В саду Шевченко много белок; говорят, они переносят энцефалит, и если им предложить орешек с руки, то могут укусить довольно сильно. Ещё ходят лошади и бегают собаки, но мне не хватает ни уверенности, ни фантазии связать их с образом сумасшедшей старухи. Может — не знаю, — они обслуживают другие нечистые силы.
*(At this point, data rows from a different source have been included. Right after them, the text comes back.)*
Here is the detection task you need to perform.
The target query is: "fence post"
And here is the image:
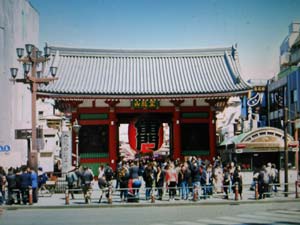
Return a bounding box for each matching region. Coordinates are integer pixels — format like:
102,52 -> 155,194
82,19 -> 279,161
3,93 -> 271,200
295,180 -> 299,198
151,182 -> 155,203
65,188 -> 70,205
234,182 -> 239,201
255,181 -> 258,200
28,186 -> 32,205
108,184 -> 112,204
193,185 -> 198,201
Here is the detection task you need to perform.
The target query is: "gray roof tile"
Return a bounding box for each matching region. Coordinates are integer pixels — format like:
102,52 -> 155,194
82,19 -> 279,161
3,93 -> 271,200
38,47 -> 249,96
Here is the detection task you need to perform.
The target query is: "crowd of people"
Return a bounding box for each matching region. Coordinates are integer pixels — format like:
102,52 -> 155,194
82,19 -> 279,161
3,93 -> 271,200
67,157 -> 251,202
0,166 -> 48,205
0,157 -> 278,204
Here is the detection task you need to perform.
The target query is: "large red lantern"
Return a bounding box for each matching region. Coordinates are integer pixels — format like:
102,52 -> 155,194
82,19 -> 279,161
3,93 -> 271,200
128,118 -> 163,154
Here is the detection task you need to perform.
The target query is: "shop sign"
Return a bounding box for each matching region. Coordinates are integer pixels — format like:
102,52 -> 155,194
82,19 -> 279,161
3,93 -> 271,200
295,119 -> 300,129
15,129 -> 32,139
128,118 -> 163,154
0,145 -> 10,152
61,131 -> 72,173
131,99 -> 159,109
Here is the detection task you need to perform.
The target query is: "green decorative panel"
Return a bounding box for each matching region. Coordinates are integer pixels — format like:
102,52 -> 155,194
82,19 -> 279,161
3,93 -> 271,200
80,152 -> 108,159
131,99 -> 160,109
79,113 -> 108,120
181,150 -> 209,156
81,163 -> 101,176
181,112 -> 209,119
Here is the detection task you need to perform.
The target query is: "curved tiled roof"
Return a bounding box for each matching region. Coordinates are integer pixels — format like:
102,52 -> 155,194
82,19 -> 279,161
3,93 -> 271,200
38,47 -> 249,97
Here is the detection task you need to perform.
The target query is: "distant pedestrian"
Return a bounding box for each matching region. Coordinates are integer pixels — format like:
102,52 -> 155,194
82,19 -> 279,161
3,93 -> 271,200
20,166 -> 32,205
29,168 -> 38,203
82,166 -> 94,204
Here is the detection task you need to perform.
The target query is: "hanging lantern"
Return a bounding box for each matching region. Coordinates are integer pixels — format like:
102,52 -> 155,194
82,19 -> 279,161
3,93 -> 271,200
128,117 -> 164,154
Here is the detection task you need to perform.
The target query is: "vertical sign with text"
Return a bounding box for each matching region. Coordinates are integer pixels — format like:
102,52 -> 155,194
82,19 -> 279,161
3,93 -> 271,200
61,131 -> 72,173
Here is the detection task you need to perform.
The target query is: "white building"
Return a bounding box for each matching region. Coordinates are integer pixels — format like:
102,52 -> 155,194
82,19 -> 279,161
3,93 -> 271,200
0,0 -> 39,168
0,0 -> 64,171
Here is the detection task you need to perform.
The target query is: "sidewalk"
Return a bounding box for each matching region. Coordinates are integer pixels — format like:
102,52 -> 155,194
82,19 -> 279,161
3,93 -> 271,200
3,187 -> 300,209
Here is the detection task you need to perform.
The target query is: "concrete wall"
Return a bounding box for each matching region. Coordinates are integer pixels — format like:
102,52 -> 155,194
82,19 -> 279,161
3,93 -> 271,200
0,0 -> 39,168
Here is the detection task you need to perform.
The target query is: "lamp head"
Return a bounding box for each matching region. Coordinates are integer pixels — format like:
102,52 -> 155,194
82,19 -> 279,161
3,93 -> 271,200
17,48 -> 24,59
50,66 -> 57,77
25,44 -> 34,55
44,43 -> 50,58
10,68 -> 18,79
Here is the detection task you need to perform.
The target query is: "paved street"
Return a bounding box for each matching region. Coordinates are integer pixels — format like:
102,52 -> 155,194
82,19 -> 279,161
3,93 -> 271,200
0,202 -> 300,225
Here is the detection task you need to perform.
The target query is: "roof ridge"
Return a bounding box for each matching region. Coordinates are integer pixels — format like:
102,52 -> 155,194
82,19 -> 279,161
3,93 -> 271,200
50,46 -> 232,57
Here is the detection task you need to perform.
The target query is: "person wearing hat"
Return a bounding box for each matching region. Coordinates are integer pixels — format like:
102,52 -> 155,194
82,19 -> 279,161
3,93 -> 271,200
82,166 -> 94,204
66,166 -> 78,199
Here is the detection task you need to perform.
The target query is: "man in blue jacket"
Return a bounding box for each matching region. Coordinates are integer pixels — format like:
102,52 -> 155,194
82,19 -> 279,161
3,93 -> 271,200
20,166 -> 32,205
29,168 -> 38,203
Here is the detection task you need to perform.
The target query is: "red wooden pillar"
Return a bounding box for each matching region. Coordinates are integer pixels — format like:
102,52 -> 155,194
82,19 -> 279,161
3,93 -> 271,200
209,107 -> 216,160
206,100 -> 217,160
170,100 -> 184,160
105,100 -> 120,170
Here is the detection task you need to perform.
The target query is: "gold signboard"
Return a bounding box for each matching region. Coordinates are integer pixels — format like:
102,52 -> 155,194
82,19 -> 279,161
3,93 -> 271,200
131,99 -> 159,109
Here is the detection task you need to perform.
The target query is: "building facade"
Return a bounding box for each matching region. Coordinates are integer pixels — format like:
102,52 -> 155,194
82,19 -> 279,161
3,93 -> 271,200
0,0 -> 39,168
38,46 -> 249,172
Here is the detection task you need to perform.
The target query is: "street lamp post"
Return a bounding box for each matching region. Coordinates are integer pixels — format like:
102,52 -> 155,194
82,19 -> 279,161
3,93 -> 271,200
73,119 -> 81,167
10,44 -> 57,169
284,107 -> 289,197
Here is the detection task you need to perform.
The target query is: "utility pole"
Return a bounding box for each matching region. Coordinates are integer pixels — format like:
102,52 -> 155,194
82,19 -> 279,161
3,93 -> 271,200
284,107 -> 289,197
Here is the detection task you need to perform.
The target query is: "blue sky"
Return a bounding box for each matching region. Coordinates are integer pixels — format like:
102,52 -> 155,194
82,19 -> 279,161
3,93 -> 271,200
30,0 -> 300,79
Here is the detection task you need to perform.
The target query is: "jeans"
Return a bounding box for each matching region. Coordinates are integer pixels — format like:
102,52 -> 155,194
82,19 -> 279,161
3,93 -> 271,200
146,187 -> 151,200
181,181 -> 189,199
193,181 -> 201,199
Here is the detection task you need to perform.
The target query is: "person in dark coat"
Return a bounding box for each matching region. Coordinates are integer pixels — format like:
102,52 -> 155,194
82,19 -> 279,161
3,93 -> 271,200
29,168 -> 38,203
6,167 -> 17,205
188,157 -> 201,200
20,166 -> 32,205
117,162 -> 129,202
82,166 -> 94,204
143,163 -> 154,200
155,165 -> 165,200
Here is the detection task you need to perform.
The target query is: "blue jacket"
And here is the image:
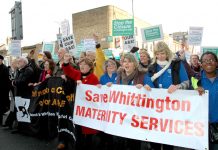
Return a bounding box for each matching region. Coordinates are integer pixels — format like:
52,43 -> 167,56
100,73 -> 117,85
144,63 -> 189,89
201,71 -> 218,123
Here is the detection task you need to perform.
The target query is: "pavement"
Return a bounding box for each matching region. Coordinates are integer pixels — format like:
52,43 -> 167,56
0,126 -> 58,150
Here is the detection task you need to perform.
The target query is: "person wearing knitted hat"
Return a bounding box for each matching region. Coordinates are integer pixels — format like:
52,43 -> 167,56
61,53 -> 100,150
108,53 -> 144,150
0,55 -> 10,125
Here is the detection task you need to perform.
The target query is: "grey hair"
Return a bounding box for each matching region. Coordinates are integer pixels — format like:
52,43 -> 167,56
19,57 -> 29,65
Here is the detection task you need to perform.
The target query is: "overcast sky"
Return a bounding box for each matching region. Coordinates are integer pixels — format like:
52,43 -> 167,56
0,0 -> 218,46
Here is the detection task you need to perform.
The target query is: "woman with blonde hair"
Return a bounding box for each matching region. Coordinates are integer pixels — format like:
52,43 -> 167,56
139,49 -> 151,72
113,53 -> 144,150
144,41 -> 189,150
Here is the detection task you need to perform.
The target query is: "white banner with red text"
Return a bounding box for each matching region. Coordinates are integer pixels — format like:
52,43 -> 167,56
73,84 -> 208,150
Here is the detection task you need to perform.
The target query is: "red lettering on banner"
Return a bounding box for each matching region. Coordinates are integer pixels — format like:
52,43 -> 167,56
160,119 -> 169,132
112,111 -> 119,123
85,108 -> 92,118
140,116 -> 149,129
109,91 -> 120,103
165,96 -> 171,110
76,106 -> 85,116
85,90 -> 92,101
149,117 -> 158,130
194,122 -> 204,136
167,119 -> 173,133
131,115 -> 140,127
92,108 -> 98,119
185,120 -> 193,135
156,99 -> 164,112
175,120 -> 184,134
120,113 -> 127,125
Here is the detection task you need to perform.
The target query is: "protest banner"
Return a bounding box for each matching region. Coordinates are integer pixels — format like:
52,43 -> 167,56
123,35 -> 136,52
188,27 -> 203,46
112,19 -> 134,36
9,40 -> 21,57
61,19 -> 70,36
29,77 -> 76,143
83,39 -> 96,51
73,84 -> 208,150
15,96 -> 30,123
201,46 -> 218,57
141,25 -> 164,42
62,34 -> 76,54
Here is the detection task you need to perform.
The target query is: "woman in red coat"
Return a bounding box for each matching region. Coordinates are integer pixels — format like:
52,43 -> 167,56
62,53 -> 100,150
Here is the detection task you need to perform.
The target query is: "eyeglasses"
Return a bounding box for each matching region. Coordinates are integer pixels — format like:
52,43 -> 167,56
202,59 -> 216,64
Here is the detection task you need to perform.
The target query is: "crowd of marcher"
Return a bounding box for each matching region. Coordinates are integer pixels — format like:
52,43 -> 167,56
0,37 -> 218,150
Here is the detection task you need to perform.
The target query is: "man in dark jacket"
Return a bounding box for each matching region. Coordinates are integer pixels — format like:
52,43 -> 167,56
12,57 -> 34,135
12,57 -> 33,98
0,55 -> 10,125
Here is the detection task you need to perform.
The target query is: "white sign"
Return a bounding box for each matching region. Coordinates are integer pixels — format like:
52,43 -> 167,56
61,19 -> 70,36
141,25 -> 164,42
62,34 -> 76,54
188,27 -> 203,46
57,34 -> 63,48
73,84 -> 208,150
15,97 -> 30,123
123,35 -> 136,52
10,40 -> 21,57
84,39 -> 96,51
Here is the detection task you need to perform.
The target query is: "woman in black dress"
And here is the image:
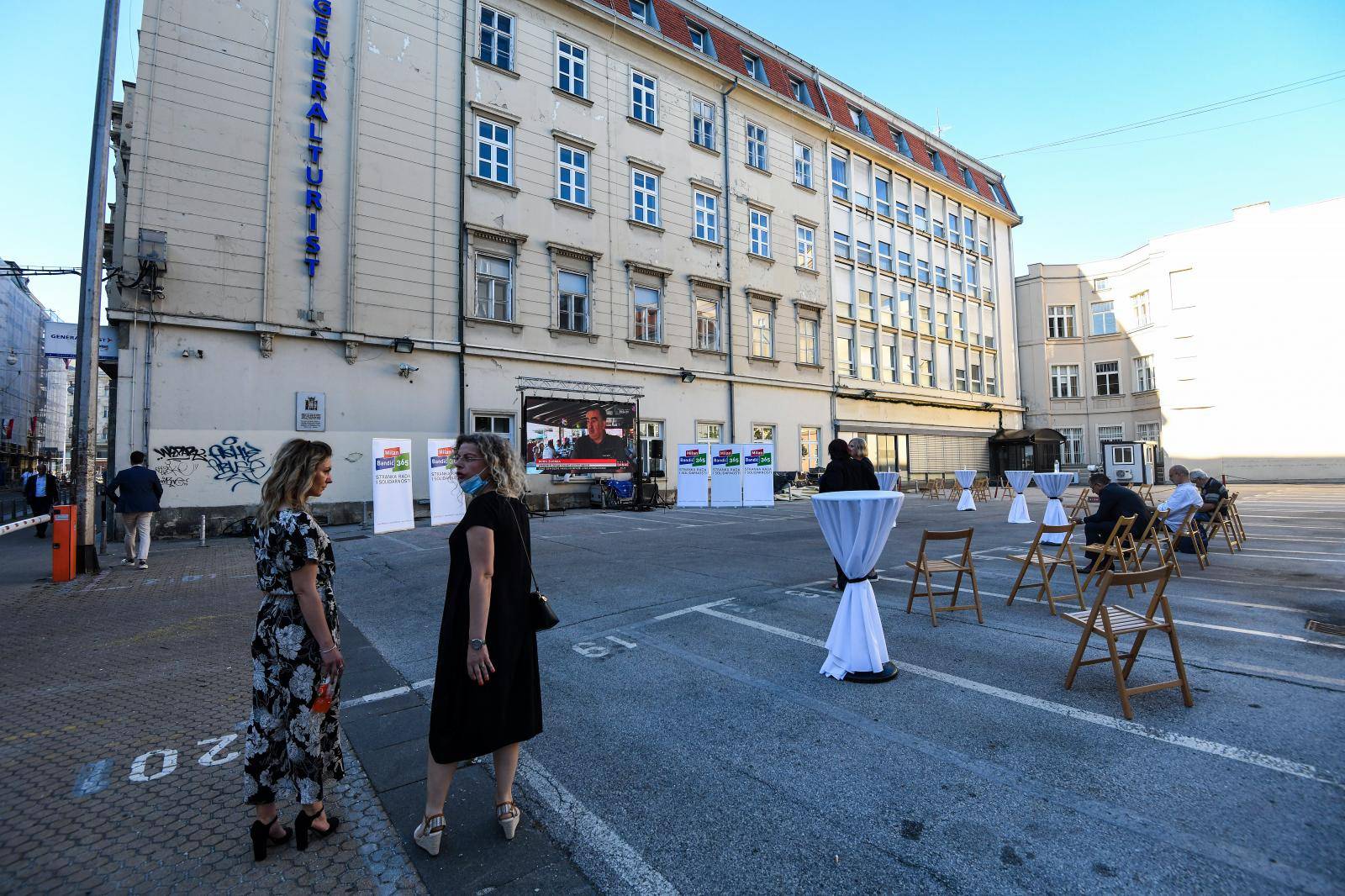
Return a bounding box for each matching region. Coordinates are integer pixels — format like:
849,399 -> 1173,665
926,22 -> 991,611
414,433 -> 542,856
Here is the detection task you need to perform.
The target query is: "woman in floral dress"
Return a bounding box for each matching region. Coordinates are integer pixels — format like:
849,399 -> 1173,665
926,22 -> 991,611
244,439 -> 345,861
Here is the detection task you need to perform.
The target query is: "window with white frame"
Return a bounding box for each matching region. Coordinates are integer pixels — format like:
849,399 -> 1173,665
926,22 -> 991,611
746,121 -> 765,171
831,155 -> 850,199
556,38 -> 588,97
748,208 -> 771,258
630,168 -> 659,228
635,287 -> 663,342
472,413 -> 514,441
695,293 -> 720,351
691,190 -> 720,242
476,5 -> 514,71
691,97 -> 715,150
1058,426 -> 1084,466
556,271 -> 589,332
556,143 -> 588,206
630,69 -> 659,128
752,305 -> 775,358
1091,302 -> 1116,336
1094,361 -> 1121,396
1051,365 -> 1079,398
1130,289 -> 1154,327
799,315 -> 820,365
1047,305 -> 1078,339
475,256 -> 514,320
794,224 -> 818,271
1135,356 -> 1158,392
476,119 -> 514,184
794,141 -> 812,190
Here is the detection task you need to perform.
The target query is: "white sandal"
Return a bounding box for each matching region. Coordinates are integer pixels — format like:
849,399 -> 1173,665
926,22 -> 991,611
495,799 -> 523,840
412,813 -> 444,856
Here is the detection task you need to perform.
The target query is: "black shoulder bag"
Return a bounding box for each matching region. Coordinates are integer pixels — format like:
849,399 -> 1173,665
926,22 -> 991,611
509,492 -> 561,631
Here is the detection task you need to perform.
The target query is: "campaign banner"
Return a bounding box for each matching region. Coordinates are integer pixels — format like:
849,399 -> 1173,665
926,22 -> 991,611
435,439 -> 467,526
677,445 -> 710,507
704,445 -> 742,507
374,439 -> 415,535
742,443 -> 775,507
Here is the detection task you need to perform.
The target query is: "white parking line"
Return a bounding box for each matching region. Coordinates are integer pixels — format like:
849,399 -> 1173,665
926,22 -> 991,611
698,608 -> 1345,790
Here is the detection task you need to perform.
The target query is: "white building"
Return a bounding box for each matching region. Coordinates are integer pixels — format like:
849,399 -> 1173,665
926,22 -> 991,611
1015,198 -> 1345,482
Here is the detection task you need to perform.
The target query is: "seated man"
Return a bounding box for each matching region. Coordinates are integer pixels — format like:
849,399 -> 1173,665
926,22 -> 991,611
1190,470 -> 1228,527
1079,472 -> 1152,573
1158,464 -> 1205,554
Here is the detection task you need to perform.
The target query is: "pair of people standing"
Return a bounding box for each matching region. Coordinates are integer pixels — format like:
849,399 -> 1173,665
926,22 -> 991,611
244,435 -> 542,860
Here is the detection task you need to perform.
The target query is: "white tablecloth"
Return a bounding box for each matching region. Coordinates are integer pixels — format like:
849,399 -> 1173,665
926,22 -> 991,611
812,491 -> 905,679
1033,473 -> 1074,545
1005,470 -> 1031,524
952,470 -> 977,510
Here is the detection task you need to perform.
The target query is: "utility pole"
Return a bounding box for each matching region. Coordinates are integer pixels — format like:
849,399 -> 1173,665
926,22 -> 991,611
72,0 -> 121,573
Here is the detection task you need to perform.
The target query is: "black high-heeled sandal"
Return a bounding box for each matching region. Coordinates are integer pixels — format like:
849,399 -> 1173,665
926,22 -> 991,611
294,806 -> 340,849
247,813 -> 293,862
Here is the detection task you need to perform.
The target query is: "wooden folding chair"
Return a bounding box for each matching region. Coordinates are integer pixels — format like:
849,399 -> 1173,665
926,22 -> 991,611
1083,514 -> 1139,598
1064,567 -> 1195,719
1005,522 -> 1084,616
1205,498 -> 1242,554
906,529 -> 986,627
1138,510 -> 1181,578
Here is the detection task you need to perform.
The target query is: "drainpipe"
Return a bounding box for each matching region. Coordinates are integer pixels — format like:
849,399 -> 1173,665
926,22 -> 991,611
457,0 -> 471,435
720,78 -> 738,443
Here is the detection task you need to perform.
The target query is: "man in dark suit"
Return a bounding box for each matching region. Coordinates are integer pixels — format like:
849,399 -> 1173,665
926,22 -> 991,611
108,451 -> 164,569
23,466 -> 61,538
1079,472 -> 1152,572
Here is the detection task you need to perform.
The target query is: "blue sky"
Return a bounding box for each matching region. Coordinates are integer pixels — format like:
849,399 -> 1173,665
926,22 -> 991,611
0,0 -> 1345,320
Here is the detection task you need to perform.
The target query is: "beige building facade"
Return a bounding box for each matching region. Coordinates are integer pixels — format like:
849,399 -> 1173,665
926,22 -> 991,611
1015,198 -> 1345,482
109,0 -> 1021,527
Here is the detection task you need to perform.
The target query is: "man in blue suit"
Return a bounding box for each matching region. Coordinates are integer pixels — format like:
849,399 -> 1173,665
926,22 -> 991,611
108,451 -> 164,569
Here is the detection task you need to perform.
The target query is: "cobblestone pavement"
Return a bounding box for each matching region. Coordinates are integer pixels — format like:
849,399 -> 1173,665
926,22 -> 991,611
0,535 -> 425,893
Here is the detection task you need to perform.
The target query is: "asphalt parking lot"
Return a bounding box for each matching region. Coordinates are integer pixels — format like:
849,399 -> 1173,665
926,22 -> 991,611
332,486 -> 1345,893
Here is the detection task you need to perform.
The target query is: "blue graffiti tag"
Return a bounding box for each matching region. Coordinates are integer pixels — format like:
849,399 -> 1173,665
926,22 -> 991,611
206,436 -> 266,491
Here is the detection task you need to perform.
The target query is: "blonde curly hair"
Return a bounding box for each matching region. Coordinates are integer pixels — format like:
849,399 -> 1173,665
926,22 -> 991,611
455,432 -> 527,498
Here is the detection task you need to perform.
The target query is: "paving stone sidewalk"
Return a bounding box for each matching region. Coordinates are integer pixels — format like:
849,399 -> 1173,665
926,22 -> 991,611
0,533 -> 425,893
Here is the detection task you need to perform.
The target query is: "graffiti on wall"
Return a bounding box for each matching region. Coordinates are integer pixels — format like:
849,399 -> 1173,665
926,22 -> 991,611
155,436 -> 269,491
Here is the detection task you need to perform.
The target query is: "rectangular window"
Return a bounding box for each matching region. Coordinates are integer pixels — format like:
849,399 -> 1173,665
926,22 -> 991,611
794,143 -> 812,190
1051,365 -> 1079,398
476,119 -> 514,183
1135,356 -> 1158,392
556,143 -> 588,206
630,69 -> 659,126
854,240 -> 873,265
691,190 -> 720,242
476,256 -> 514,320
794,224 -> 816,271
831,156 -> 850,199
752,308 -> 775,358
878,240 -> 892,273
1092,302 -> 1116,336
635,287 -> 663,342
477,5 -> 514,71
695,296 -> 720,351
630,168 -> 659,228
1130,289 -> 1154,327
1047,305 -> 1078,339
748,208 -> 771,258
1060,426 -> 1084,466
556,271 -> 589,332
799,318 -> 819,365
691,97 -> 715,150
556,38 -> 588,97
746,121 -> 765,171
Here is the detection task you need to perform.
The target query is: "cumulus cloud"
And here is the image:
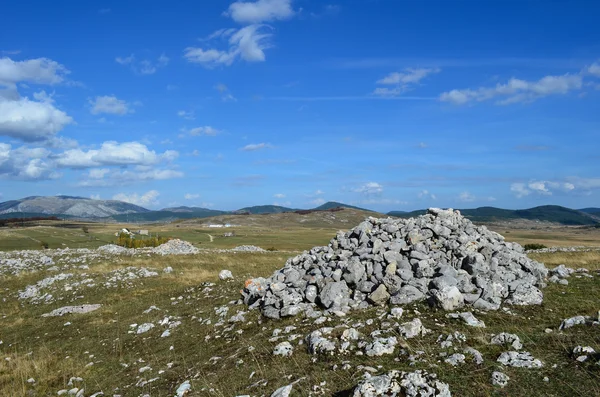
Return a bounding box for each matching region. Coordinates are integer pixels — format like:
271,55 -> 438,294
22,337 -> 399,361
56,141 -> 179,168
440,73 -> 583,105
113,190 -> 160,207
0,57 -> 70,86
188,125 -> 221,136
240,142 -> 273,152
215,83 -> 237,102
373,68 -> 440,96
177,110 -> 196,120
309,197 -> 326,206
77,166 -> 184,187
184,24 -> 271,68
510,178 -> 576,198
89,95 -> 134,115
458,192 -> 475,203
0,143 -> 60,181
353,182 -> 383,195
225,0 -> 295,23
115,54 -> 169,75
0,92 -> 73,142
587,62 -> 600,77
417,190 -> 437,200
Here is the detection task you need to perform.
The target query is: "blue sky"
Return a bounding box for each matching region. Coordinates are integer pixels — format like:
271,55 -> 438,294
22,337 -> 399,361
0,0 -> 600,211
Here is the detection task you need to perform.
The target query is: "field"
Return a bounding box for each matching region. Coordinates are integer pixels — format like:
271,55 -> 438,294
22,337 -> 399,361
0,211 -> 600,397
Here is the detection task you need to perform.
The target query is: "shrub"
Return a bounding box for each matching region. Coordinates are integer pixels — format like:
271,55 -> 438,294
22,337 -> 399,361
116,233 -> 171,248
523,243 -> 548,251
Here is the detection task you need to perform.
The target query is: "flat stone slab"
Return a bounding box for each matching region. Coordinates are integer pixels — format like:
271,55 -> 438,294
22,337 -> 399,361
42,304 -> 102,317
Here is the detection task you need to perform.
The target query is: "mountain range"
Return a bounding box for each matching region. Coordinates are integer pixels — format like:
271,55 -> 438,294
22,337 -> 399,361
0,196 -> 600,225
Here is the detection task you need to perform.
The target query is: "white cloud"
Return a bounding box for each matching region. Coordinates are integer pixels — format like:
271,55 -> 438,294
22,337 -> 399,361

Но мне кажется, один раз я всё-таки встретил живое существо, идеально подходящее моей старухе, и только ей. Однажды, пересекая быстрым шагом сад от университета к памятнику Шевченко, я издали услышал приближающийся и нарастающий ритм: чем-то, но не палкой и не инструментом, быстро-быстро стучали по железу. Это не было ни музыкой, ни работой. Ни игрой, ни просто так времяпрепровождением. Почему я, человек, в общем-то, рассеянный и весь в себе, сразу обратил внимание на этот ритм? Отвечаю не задумываясь: потому что он мне ничего не напоминал, ни о чём не говорил и вообще был не из моего мира. Это были чужие звуки, возможно — самые чужие из всех звуков, которые я за всю свою жизнь слышал. Не буду нагнетать саспенс — вы уже поняли, что я испугался. На моём месте испугался бы всякий нормальный человек. Но — среди дня, вокруг люди, солнце — с дороги я не свернул и через минуту оказался у эпицентра — асфальтированной площадки, от которой начинается знаменитый ров, ведущий к зоопарку. Тук-тук-тук, тук-тук-тук, тук-тук-тук и снова — тук-тук-тук, тук-тук-тук, тук-тук-тук. Секундная пауза. И опять. И ещё раз. И так до бесконечности, до сумасшествия, до хаоса, до чёрного мрака — и я настаиваю на уместности этой тавтологической фигуры, ибо мрак был действительно чёрным — чёрным пятнышком в ярком до слёз вселенском небе: мраком был дятел, сидевший, как на берёзе, на металлическом столбе и выбивавший из железа адскую, нечеловеческую дробь — две-тре-ти, две-тре-ти, две-тре-ти, две-тре-ти. А вокруг росли деревья, целый сад деревьев: тополя, липы, осины и древние, охраняемые государством дубы, которыми гордятся харьковчане. А не хочешь столетних дубов, взмахни крыльями — и ты уже в ботаническом саду, где растёт четырёхтысячелетний секвойядендрон, которого уж точно не удивить никакими дятлами: ни больными, ни здоровыми. Зачем тебе полый металлический столб с неработающим фонарём? Столб, в котором ты, хоть выбей себе последние свои растреклятые мозги, никогда, слышишь — никогда не продолбишь ни одной дырки, в котором не водятся ни личинки, ни жучки, ни чем ты там питаешься.